A 55-year-old man presents with BP 210/125 mmHg, severe headache, blurred vision, and papilloedema. ECG shows LVH. Serum creatinine has risen from 1.0 to 2.8 mg/dL over 48 hours. CT head is normal. This represents malignant hypertension. What is the most appropriate initial blood pressure management target?

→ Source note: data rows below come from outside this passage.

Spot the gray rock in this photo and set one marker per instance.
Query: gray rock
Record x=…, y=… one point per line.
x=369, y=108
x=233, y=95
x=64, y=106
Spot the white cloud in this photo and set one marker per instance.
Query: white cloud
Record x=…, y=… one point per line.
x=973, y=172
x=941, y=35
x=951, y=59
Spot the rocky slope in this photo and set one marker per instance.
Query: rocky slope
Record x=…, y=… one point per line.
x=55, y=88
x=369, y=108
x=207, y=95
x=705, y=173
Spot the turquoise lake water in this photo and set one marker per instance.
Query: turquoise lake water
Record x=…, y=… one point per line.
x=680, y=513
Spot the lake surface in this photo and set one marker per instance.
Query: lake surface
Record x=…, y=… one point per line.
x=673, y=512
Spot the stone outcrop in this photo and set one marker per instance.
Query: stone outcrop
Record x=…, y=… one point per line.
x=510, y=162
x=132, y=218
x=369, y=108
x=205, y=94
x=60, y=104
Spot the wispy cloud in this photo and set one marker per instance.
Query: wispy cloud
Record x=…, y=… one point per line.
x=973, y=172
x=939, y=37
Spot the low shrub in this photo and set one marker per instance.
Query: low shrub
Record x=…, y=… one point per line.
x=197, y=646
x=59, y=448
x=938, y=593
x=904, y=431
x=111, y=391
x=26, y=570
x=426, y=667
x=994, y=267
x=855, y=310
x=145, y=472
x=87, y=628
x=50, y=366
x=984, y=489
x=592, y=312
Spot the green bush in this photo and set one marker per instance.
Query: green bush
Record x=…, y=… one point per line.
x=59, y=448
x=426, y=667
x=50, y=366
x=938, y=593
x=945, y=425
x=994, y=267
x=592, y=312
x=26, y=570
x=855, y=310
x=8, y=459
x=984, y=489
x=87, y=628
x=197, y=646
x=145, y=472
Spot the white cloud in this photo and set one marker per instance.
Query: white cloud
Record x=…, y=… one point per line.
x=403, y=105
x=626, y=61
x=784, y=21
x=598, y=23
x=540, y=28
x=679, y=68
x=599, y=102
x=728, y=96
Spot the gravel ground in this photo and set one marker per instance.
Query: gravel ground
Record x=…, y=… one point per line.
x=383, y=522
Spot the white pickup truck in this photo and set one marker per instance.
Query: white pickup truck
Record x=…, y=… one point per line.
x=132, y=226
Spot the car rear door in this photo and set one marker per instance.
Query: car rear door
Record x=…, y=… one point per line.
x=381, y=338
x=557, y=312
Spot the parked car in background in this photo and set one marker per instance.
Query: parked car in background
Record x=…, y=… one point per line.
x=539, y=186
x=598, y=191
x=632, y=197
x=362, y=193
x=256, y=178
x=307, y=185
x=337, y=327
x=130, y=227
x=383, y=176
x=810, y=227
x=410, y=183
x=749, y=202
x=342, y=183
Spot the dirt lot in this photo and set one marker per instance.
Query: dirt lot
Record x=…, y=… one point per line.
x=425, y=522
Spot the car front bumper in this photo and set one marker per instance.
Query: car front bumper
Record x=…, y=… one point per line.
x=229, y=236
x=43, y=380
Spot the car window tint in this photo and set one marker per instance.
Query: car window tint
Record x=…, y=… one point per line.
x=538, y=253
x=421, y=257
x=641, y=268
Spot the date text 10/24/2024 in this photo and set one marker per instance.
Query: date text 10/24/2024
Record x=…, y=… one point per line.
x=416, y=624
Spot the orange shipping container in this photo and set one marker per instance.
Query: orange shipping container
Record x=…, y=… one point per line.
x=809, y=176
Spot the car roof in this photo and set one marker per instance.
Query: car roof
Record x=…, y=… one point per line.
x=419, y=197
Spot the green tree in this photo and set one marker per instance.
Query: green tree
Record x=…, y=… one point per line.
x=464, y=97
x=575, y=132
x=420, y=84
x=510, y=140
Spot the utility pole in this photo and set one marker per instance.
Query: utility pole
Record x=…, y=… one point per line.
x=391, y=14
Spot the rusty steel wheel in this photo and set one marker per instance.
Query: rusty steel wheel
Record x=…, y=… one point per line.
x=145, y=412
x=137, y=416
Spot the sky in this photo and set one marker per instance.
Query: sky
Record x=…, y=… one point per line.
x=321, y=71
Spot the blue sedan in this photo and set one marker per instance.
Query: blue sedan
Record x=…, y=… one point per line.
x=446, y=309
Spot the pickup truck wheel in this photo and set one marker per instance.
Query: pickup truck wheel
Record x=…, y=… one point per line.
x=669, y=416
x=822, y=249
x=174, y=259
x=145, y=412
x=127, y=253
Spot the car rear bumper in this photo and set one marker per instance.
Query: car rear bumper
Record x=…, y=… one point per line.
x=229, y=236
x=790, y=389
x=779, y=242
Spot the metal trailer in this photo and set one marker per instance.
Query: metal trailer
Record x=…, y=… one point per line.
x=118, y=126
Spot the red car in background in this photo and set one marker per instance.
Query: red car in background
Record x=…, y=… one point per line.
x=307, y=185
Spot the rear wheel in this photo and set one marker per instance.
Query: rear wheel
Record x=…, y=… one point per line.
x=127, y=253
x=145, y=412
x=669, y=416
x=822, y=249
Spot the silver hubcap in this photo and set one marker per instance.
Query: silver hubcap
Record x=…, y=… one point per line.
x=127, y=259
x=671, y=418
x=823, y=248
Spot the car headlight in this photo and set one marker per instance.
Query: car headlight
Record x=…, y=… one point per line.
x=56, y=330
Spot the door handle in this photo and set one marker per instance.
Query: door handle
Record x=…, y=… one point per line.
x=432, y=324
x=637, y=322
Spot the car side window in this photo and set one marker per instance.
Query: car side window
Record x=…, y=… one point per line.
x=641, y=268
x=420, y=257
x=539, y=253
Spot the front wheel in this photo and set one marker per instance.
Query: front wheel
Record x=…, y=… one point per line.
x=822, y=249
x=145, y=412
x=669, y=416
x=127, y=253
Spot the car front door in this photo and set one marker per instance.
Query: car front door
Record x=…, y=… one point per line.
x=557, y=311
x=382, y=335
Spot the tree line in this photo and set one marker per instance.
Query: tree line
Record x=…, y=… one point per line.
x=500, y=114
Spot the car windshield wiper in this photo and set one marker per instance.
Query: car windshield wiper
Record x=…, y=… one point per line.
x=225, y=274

- A Reduce mean arterial pressure (MAP) by 25% in the first hour using IV labetalol or nicardipine ✓
- B Normalise blood pressure to <120/80 mmHg within 2 hours using sodium nitroprusside
- C Reduce BP to <160/100 mmHg over 24 hours with oral antihypertensives only
- D Immediate thrombolysis if no haemorrhage on CT, followed by antihypertensives
Explanation
In hypertensive emergency (target organ damage: AKI, retinopathy with papilloedema), the goal is to reduce MAP by no more than 25% within the first hour, then to ~160/100-110 mmHg over the next 2–6 hours. Overly rapid reduction risks cerebral, coronary, and renal hypoperfusion due to impaired autoregulation (brain and kidneys are adapted to high pressures). IV labetalol (alpha+beta blocker) or nicardipine (dihydropyridine calcium channel blocker) are preferred agents. Sodium nitroprusside is an alternative but causes cyanide toxicity with prolonged use and increases intracranial pressure. Oral antihypertensives alone are inadequate for hypertensive emergency.
Reference: Harrison's Principles of Internal Medicine, 21st ed.